In The Fortune of Having Been There, Otero brings seemingly contradictory elements―past and present, subject and object, reality and imagination―together on equal footing. His careful observation of the intricacies and structural tendencies of oil paint as a tool to visualize the intangible invites a uniquely critical, conceptual reading of materiality. Ultimately, Otero’s desire to expand his understanding and relationship to painting within a contemporary context drives his exploration of the liminal space between representation and abstraction, offering the viewer the space to explore their own relationship to history, memory, and the depths of the subconscious.
About the artist
Angel Otero (b. 1981, Santurce, Puerto Rico; lives and works in Brooklyn, New York) received his MFA in 2009 and his BFA in 2007 from the School of the Art Institute of Chicago.
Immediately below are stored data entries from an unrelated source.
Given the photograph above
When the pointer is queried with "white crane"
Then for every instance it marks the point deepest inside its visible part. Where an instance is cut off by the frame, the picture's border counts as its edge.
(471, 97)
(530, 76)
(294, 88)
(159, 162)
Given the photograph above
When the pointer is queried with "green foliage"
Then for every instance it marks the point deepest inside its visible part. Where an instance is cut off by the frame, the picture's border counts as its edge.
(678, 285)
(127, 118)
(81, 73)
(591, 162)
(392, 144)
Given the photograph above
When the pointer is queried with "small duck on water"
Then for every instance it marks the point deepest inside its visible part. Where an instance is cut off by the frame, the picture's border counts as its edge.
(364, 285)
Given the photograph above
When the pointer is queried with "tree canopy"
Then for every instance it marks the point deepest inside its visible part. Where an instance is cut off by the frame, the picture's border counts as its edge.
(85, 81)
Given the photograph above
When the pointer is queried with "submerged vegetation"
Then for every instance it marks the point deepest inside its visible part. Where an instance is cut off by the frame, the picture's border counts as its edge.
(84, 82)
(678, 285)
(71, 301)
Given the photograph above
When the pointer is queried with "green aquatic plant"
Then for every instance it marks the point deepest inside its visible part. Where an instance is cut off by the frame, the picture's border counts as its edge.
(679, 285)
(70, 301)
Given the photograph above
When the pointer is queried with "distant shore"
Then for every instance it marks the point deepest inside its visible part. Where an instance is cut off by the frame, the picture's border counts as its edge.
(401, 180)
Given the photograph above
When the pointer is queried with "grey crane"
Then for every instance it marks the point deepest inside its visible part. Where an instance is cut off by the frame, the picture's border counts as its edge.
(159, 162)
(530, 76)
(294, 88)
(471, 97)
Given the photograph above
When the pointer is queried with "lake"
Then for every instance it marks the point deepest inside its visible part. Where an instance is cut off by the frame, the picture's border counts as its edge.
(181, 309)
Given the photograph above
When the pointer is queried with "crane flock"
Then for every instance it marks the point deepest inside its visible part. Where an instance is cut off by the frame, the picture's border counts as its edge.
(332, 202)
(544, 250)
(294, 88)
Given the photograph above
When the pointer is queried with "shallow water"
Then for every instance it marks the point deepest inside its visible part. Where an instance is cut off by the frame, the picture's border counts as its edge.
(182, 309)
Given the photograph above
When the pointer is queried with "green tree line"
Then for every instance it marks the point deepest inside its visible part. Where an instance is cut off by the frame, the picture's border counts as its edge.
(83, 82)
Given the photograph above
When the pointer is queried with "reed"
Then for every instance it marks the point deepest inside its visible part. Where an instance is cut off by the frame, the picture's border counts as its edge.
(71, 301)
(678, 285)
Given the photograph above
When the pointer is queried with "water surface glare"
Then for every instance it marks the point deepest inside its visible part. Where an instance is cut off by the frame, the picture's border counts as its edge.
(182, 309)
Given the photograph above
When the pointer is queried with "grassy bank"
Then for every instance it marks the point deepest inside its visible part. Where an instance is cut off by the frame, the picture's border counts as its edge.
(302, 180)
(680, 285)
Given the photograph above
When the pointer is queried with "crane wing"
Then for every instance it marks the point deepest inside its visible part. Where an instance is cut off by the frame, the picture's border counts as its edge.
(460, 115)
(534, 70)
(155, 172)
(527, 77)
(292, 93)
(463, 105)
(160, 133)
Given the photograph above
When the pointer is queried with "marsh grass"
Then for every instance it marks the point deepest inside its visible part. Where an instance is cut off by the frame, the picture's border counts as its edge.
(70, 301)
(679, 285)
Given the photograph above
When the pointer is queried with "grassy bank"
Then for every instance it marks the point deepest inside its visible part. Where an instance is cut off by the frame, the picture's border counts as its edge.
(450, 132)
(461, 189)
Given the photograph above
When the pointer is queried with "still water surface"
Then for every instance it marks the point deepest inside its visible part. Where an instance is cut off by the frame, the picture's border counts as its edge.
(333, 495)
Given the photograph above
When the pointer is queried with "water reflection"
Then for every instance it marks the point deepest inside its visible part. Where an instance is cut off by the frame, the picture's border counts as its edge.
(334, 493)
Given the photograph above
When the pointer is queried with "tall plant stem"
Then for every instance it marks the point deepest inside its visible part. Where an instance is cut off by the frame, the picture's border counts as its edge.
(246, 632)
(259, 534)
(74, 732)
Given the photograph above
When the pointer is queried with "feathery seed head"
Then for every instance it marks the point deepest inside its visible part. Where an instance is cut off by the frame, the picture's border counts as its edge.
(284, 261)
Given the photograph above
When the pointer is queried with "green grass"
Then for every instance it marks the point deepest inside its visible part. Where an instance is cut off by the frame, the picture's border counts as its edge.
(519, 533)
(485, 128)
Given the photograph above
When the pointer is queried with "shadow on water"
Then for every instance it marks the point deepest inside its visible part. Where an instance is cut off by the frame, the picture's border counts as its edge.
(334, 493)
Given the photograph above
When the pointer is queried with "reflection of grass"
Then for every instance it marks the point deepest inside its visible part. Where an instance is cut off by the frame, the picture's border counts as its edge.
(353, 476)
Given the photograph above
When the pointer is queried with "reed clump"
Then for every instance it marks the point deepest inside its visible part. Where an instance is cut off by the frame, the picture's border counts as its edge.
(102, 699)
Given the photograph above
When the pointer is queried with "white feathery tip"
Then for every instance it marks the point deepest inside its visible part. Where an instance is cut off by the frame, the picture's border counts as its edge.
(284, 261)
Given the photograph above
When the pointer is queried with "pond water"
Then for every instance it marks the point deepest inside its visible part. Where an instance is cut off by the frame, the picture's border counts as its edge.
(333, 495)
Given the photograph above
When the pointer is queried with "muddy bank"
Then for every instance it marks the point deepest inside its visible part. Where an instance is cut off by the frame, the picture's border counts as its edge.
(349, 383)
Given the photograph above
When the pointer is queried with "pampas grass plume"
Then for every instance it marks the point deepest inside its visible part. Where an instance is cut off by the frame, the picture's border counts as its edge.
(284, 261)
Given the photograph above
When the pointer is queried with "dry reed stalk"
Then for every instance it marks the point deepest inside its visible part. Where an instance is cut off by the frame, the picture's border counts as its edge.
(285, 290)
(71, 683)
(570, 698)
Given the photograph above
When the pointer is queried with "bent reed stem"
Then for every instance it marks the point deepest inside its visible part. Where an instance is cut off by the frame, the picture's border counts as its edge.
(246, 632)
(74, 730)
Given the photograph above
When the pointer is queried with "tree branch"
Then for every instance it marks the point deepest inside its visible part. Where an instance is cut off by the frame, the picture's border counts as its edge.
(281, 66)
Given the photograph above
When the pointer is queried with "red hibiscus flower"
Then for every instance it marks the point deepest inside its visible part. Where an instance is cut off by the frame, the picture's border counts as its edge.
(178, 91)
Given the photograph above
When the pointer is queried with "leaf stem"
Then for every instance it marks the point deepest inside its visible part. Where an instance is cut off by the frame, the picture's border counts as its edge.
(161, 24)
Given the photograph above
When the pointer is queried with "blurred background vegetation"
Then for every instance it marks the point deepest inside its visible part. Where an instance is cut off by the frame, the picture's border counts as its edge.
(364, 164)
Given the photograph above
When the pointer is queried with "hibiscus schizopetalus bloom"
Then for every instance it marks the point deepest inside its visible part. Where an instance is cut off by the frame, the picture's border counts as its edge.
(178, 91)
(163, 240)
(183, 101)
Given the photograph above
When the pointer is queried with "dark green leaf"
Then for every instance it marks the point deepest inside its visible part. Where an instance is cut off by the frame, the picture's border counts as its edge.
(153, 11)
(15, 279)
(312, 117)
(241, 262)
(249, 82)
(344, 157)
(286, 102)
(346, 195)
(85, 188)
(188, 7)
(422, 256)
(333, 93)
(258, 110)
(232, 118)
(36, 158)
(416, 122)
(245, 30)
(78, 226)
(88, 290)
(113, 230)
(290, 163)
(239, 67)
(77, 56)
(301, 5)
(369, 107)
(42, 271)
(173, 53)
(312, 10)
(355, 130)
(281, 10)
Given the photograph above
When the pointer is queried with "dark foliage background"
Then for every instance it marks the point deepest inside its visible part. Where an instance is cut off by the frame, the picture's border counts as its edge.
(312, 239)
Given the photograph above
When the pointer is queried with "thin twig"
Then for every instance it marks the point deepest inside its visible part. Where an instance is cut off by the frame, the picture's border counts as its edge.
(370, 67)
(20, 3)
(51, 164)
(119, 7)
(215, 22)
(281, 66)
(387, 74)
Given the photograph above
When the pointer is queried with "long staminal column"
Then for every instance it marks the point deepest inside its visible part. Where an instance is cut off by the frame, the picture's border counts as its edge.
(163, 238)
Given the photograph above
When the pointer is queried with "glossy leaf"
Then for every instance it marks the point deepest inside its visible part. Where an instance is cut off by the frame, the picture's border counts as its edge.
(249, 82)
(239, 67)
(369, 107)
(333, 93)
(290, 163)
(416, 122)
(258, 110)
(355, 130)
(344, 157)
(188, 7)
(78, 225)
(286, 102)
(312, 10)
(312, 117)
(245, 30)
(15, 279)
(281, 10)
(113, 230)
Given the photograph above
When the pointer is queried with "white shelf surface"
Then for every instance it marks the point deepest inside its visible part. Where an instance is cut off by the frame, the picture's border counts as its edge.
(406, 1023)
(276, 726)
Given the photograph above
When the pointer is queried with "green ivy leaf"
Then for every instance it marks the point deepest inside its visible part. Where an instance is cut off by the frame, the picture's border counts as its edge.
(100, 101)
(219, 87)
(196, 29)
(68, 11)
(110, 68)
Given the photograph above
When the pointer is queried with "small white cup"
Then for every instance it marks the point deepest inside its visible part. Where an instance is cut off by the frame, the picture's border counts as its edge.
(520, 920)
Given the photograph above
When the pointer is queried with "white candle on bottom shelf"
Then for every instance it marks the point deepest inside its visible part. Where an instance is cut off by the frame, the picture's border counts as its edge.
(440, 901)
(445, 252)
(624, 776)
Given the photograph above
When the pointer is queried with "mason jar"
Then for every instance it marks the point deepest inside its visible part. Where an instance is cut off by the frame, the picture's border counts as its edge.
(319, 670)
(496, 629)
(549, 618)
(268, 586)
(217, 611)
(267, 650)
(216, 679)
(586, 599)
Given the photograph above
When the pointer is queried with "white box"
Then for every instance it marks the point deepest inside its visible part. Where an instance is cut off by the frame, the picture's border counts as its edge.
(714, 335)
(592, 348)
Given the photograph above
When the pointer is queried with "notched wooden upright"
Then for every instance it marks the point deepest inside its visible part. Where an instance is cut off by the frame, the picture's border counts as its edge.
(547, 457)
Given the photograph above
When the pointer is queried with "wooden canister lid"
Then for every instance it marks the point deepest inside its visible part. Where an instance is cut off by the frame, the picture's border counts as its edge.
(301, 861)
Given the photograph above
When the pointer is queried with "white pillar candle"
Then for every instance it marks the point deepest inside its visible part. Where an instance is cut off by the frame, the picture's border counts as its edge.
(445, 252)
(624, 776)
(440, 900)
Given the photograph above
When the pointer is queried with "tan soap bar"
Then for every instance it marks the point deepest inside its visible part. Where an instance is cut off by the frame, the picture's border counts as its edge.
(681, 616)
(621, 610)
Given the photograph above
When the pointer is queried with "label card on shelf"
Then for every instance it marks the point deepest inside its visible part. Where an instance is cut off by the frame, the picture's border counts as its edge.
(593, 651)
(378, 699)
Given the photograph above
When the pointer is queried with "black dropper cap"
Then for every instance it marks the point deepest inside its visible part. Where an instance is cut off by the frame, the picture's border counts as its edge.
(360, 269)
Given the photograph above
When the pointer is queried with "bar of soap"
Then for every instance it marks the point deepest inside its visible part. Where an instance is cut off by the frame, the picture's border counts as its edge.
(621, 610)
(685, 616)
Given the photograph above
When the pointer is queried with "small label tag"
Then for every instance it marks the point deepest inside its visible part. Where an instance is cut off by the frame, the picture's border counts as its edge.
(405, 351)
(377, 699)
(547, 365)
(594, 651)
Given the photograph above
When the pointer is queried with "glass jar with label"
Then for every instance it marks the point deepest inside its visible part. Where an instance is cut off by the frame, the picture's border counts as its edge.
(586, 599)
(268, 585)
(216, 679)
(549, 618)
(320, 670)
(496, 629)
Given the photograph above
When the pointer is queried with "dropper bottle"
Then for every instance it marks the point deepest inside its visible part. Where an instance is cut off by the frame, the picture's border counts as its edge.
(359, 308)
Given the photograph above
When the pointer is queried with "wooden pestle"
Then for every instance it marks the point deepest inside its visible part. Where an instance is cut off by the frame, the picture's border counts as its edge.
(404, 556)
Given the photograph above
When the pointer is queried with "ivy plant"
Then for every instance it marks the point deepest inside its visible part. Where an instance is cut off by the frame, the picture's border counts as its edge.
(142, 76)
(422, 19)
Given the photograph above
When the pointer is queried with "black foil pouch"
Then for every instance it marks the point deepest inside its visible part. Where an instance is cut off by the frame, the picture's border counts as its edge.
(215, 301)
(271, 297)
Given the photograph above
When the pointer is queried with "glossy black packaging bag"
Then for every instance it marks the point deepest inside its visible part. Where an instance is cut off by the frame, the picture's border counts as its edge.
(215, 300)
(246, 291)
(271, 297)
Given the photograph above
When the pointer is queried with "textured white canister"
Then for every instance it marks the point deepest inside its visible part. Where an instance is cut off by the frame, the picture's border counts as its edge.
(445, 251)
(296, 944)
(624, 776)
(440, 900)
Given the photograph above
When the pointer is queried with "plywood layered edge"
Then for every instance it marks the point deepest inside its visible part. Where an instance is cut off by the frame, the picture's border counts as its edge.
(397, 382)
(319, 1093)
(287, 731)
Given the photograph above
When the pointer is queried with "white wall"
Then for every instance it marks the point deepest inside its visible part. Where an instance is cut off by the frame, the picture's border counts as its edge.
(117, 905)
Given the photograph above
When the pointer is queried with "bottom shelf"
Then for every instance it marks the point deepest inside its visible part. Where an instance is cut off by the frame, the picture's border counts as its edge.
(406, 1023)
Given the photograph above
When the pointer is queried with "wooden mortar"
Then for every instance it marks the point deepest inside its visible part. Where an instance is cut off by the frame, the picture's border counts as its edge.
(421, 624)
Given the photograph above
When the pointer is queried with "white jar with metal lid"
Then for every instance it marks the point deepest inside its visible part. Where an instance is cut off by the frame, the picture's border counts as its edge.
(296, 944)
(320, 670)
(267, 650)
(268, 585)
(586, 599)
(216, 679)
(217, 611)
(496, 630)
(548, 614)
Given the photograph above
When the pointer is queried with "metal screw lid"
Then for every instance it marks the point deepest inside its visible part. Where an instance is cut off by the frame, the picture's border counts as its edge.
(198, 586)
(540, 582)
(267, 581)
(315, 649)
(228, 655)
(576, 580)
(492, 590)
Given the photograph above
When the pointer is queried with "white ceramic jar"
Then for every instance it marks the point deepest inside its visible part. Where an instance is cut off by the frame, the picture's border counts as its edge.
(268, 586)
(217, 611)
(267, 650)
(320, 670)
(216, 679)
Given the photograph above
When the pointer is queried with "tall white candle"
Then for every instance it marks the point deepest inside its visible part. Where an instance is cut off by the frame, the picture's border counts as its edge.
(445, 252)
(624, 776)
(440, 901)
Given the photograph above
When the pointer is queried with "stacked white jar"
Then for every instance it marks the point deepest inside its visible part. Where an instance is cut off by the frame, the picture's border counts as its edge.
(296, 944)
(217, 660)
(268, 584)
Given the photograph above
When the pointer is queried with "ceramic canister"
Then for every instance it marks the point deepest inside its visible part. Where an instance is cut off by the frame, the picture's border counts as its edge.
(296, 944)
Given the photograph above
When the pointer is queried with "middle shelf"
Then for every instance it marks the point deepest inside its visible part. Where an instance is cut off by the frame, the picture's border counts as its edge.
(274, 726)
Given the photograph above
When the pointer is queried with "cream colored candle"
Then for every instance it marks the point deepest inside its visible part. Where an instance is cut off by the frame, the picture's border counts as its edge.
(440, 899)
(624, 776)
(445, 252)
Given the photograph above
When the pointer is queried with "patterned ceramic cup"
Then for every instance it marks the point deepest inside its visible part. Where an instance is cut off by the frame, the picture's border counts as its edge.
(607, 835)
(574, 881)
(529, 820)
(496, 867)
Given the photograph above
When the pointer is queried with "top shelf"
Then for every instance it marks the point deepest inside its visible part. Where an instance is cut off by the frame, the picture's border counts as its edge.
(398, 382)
Solo exhibitions of his work have been organized at The Bronx Museum of the Arts, New York (2017); Contemporary Arts Museum Houston (2016); Centro Atlantico de Arte Moderno, Las Palmas de Gran Canaria, Spain (2015); SCAD Museum of Art, Savannah, GA (2013); and Contemporary Art Museum, Raleigh, NC (2012). Select groups exhibitions and biennials featuring his work include The Other Side of Now: Foresight in Contemporary Caribbean Art, Pérez Art Museum Miami, FL (2019); Coffee, Rhum, Sugar & Gold: A Postcolonial Paradox, Museum of the African Diaspora, San Francisco, CA (2019); Inherent Structure, Wexner Center for the Arts, Columbus, OH (2018); Surface Area, Studio Museum in Harlem, New York, NY (2016); Nexo / Nexus: Latin American Connections in the Midwest, DePaul Art Museum, Chicago, IL (2016); Fusion: Art of the 21st Century, Virginia Museum of Fine Arts, Richmond, VA (2014); 6th Prague Biennale (2013); El Museo Bienal The [S] Files, Queens International 2012: Three Points Make a Triangle, Queens Museum, New York, NY (2012) and El Museo del Barrio, New York, NY (2011), among others. Otero is the recipient of the Leonore Annenberg Fellowship in the Visual Arts. His work can be found in collections at Berezdivin Collection, Puerto Rico; Bronx Museum of the Arts, Bronx, NY; DePaul University Museum, Chicago, IL; Istanbul Modern, Istanbul, Turkey; Kemper Museum of Contemporary Art, Kansas City, MO; Margulies Collection, Miami, FL; Nerman Museum of Contemporary Art, Overland Park, KS; North Carolina Museum of Art, Raleigh, NC; UBS Art Collection, Chicago, IL; Solomon R. Guggenheim Museum, New York, NY; and the Virginia Museum of Fine Arts, Richmond, VA.